Cada vez mais estressados


Revista Melhor

Segundo pesquisa realizada no Instituto Karolinska, na Suécia, homens que sofrem de alto nível de estresse podem dobrar os riscos de desenvolver diabetes tipo 2. Publicado na revista científIca Diabetie Medicine, o estudo analisou 2.127 homens nascidos entre 1938 e 1957 durante dez anos. No início do levantamento, os participantes apresentavam níveis normais de glicose e foram examinados com relação aos sintomas do estresse como fadiga, ansiedade, depressão, insônia e apatia. Depois de dez anos, os voluntários passaram novamente por exames para avaliar os níveis de glicose e estresse. A conclusão?

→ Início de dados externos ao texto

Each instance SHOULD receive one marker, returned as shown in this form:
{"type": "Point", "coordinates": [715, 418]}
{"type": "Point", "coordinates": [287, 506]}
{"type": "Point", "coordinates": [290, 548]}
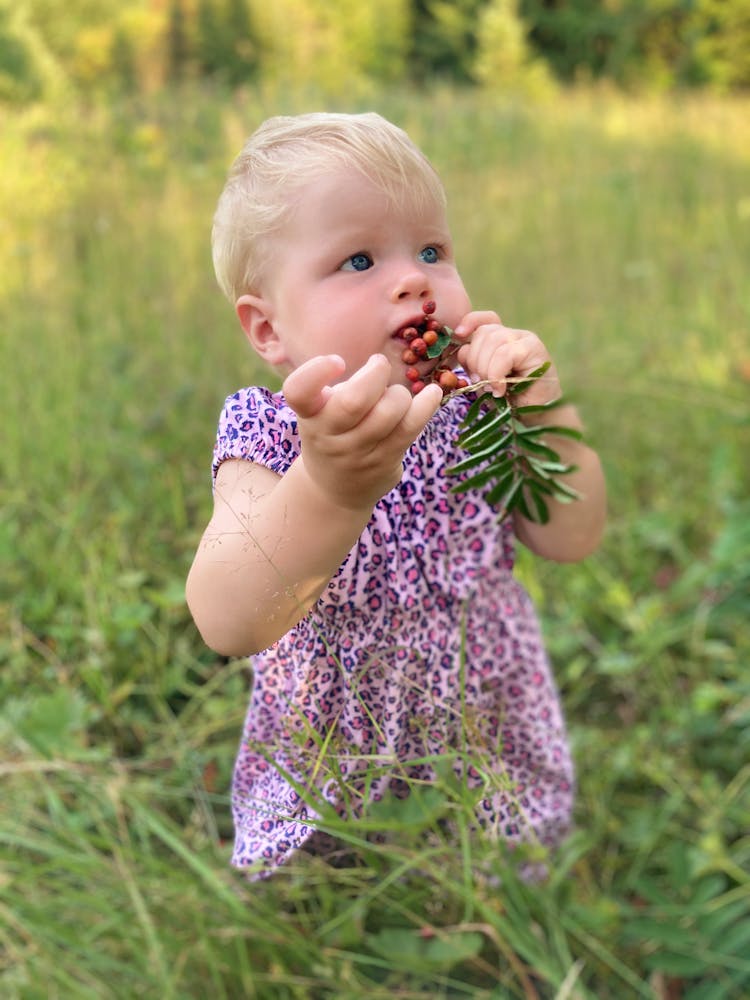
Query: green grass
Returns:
{"type": "Point", "coordinates": [620, 230]}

- 103 dos participantes foram diagnosticados como diabéticos.

- Os que apresentavam maior nível de estresse corriam 2,2 vezes mais risco de desenvolver diabetes tipo 2 do que os homens com baixo nível de estresse.

Segundo os pesquisadores, a relação entre estresse e a diabetes pode ser resultado dos efeitos do primeiro na capacidade do cérebro de regular os hormônios ou, ainda, da influência negativa que a depressão exerce na dieta e no nível de atividade física das pessoas. E mais: segundo a especialista em cardiologia e diretora da Clínica Haddad e coordenadora do centro de check-up do hospital Sírio Libanês, Danielli Haddad Syllos Dezen, o estresse é um fator de risco também para o infarto. Além disso, o trânsito e o trabalho em excesso fazem com que as pessoas fIquem ansiosas e não reservem tempo para a prática de atividades físicas e uma alimentação balanceada, acarretando o aumento do peso, aumento do colesterol e indiretamente ocasionam maior risco de hipertensão, diabetes e morte por infarto.